DeVos and her husband have devoted themselves and much of their vast wealth to severing any link between public-education funding and public accountability, championing the idea that parents, with zero accountability to anyone, should be the sole distributors of taxpayer dollars. That’s why they have supported attaching funds to the individual child, to follow them wherever their parents choose. And that’s why in addition to supporting the use of public funds at private or religious schools — or for religiously motivated home-schooling — the DeVoses have fought to make charter public schools in their own state of Michigan as unaccountable as possible — contradicting the very idea of the “charter.”
Is it possible parents handed a public subsidy and total freedom to use it however they want could make a poor education decision for their kids or their community? Of course they could, particularly if they are being advised by their spiritual leaders to steer those public dollars to the Academy of the Vengeful God, where boys are taught to be servant-leaders to their submissive homemaking wives. (LGBT folk need not apply!)
Asked back in 2001 if she disagreed with the idea that private schools should rely on private dollars for their support, DeVos said this:
There are not enough philanthropic dollars in America to fund what is currently the need in education … [versus] what is currently being spent every year on education in this country … Our desire is to confront the culture in ways that will continue to advance God’s Kingdom.

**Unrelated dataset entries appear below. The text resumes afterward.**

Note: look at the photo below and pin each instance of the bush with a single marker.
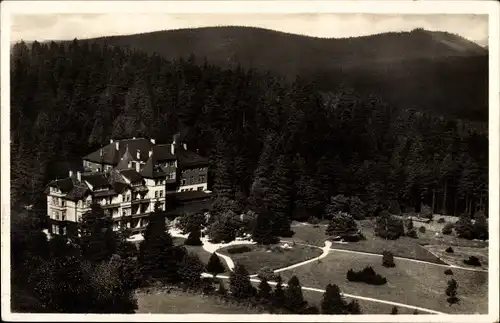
(194, 239)
(448, 228)
(367, 275)
(313, 220)
(388, 259)
(472, 261)
(388, 227)
(239, 249)
(267, 274)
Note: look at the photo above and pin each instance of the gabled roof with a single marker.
(189, 159)
(131, 174)
(97, 180)
(111, 156)
(65, 184)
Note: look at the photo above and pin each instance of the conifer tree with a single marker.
(214, 265)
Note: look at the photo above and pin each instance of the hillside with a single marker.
(406, 68)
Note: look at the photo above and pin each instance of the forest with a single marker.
(284, 146)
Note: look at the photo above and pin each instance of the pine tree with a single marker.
(332, 302)
(264, 289)
(278, 297)
(239, 282)
(215, 265)
(294, 300)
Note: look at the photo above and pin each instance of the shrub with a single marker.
(342, 224)
(412, 233)
(367, 275)
(239, 249)
(194, 239)
(267, 274)
(388, 227)
(448, 228)
(388, 259)
(313, 220)
(472, 261)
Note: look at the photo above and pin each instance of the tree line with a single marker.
(277, 147)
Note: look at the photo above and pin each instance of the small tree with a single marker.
(278, 297)
(239, 282)
(294, 300)
(464, 227)
(332, 302)
(388, 259)
(264, 289)
(451, 292)
(190, 270)
(194, 239)
(448, 228)
(342, 224)
(215, 265)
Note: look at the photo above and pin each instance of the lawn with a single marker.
(178, 302)
(459, 254)
(259, 257)
(403, 247)
(409, 282)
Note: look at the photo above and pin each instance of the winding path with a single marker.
(318, 290)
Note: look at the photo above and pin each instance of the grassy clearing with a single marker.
(410, 283)
(403, 247)
(258, 257)
(178, 302)
(459, 254)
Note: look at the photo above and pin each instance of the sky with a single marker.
(44, 27)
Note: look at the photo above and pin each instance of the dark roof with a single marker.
(96, 180)
(78, 192)
(111, 156)
(65, 184)
(119, 186)
(189, 159)
(163, 152)
(189, 195)
(131, 174)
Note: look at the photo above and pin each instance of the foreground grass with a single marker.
(459, 254)
(403, 247)
(179, 302)
(409, 282)
(259, 257)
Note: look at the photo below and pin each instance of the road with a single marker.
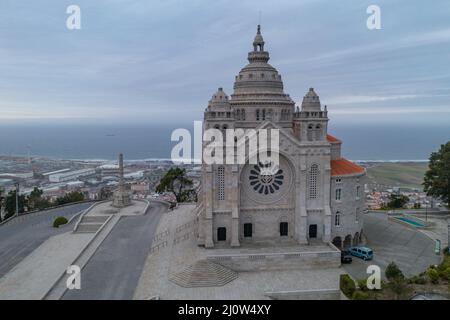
(410, 249)
(114, 270)
(19, 239)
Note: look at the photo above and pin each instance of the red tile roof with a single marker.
(330, 138)
(342, 167)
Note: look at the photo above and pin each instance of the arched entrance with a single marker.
(348, 241)
(337, 241)
(356, 239)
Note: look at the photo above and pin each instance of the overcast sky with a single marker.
(160, 61)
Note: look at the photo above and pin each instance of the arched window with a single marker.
(313, 177)
(318, 132)
(337, 219)
(310, 132)
(220, 180)
(338, 194)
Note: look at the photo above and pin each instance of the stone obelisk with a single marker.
(121, 196)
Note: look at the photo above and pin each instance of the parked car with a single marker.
(362, 252)
(346, 257)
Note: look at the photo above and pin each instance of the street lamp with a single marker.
(17, 199)
(448, 235)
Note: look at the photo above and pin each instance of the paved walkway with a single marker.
(410, 249)
(19, 238)
(37, 274)
(176, 248)
(114, 270)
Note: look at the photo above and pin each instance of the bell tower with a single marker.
(310, 122)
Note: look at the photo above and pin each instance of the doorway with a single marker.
(221, 234)
(313, 231)
(248, 230)
(284, 229)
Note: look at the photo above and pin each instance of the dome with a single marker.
(219, 100)
(258, 80)
(311, 101)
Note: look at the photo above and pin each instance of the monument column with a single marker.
(121, 197)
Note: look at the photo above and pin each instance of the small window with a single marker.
(221, 234)
(248, 230)
(220, 178)
(338, 194)
(284, 229)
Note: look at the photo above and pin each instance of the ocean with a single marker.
(378, 142)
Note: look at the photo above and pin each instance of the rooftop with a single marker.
(342, 166)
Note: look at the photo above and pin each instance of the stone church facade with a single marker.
(315, 196)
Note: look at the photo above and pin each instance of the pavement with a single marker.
(19, 239)
(410, 249)
(113, 271)
(176, 248)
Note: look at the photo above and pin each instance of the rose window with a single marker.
(266, 179)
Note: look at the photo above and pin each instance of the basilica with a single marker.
(316, 196)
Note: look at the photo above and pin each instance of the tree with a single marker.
(105, 193)
(437, 178)
(10, 203)
(393, 272)
(35, 200)
(397, 201)
(397, 281)
(175, 181)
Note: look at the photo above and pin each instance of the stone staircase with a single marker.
(90, 224)
(203, 274)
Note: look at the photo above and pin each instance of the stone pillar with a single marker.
(234, 190)
(326, 198)
(301, 215)
(208, 225)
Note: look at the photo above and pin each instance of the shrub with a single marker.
(444, 274)
(418, 280)
(362, 284)
(393, 272)
(347, 285)
(59, 221)
(433, 275)
(360, 295)
(446, 252)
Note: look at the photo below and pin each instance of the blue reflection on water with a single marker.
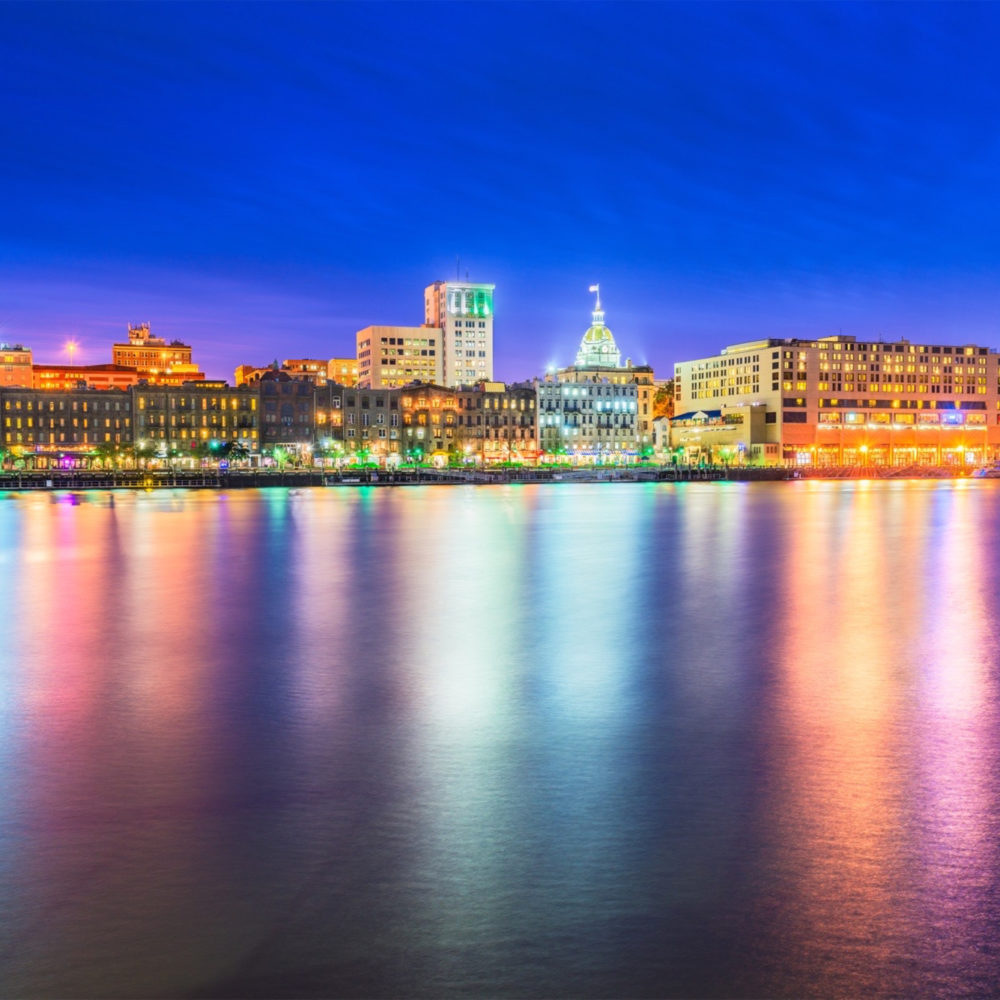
(651, 740)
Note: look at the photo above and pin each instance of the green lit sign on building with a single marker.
(472, 301)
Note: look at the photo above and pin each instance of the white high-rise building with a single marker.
(464, 311)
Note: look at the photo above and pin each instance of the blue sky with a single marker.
(262, 180)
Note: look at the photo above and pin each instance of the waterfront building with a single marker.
(463, 312)
(497, 422)
(310, 369)
(837, 401)
(391, 356)
(590, 412)
(15, 365)
(60, 376)
(175, 421)
(46, 427)
(156, 360)
(430, 424)
(287, 413)
(343, 371)
(250, 374)
(357, 424)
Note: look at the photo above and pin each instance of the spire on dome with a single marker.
(598, 347)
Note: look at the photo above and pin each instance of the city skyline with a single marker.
(295, 176)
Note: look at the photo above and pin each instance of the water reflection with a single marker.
(651, 740)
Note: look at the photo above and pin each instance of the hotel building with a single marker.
(157, 361)
(46, 423)
(463, 312)
(354, 423)
(59, 376)
(179, 419)
(343, 371)
(837, 401)
(590, 412)
(391, 356)
(15, 365)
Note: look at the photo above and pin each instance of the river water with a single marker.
(563, 740)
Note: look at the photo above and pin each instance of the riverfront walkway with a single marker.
(83, 479)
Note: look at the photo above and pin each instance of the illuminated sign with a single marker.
(473, 301)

It is perfectly possible for a secretary of Education to serve her or his God and the American people simultaneously. Using public schools to place the latter in submission to the former without their consent is to betray the public trust.
Unfortunately, there wasn’t time for such deep questions at Tuesday’s hearing. The committee is set to vote on DeVos’s confirmation next week, probably on more-or-less a party-line basis. Barring some unexpected disclosure, she will probably become the first secretary of Education whose commitment to the very idea of public schools remains in question.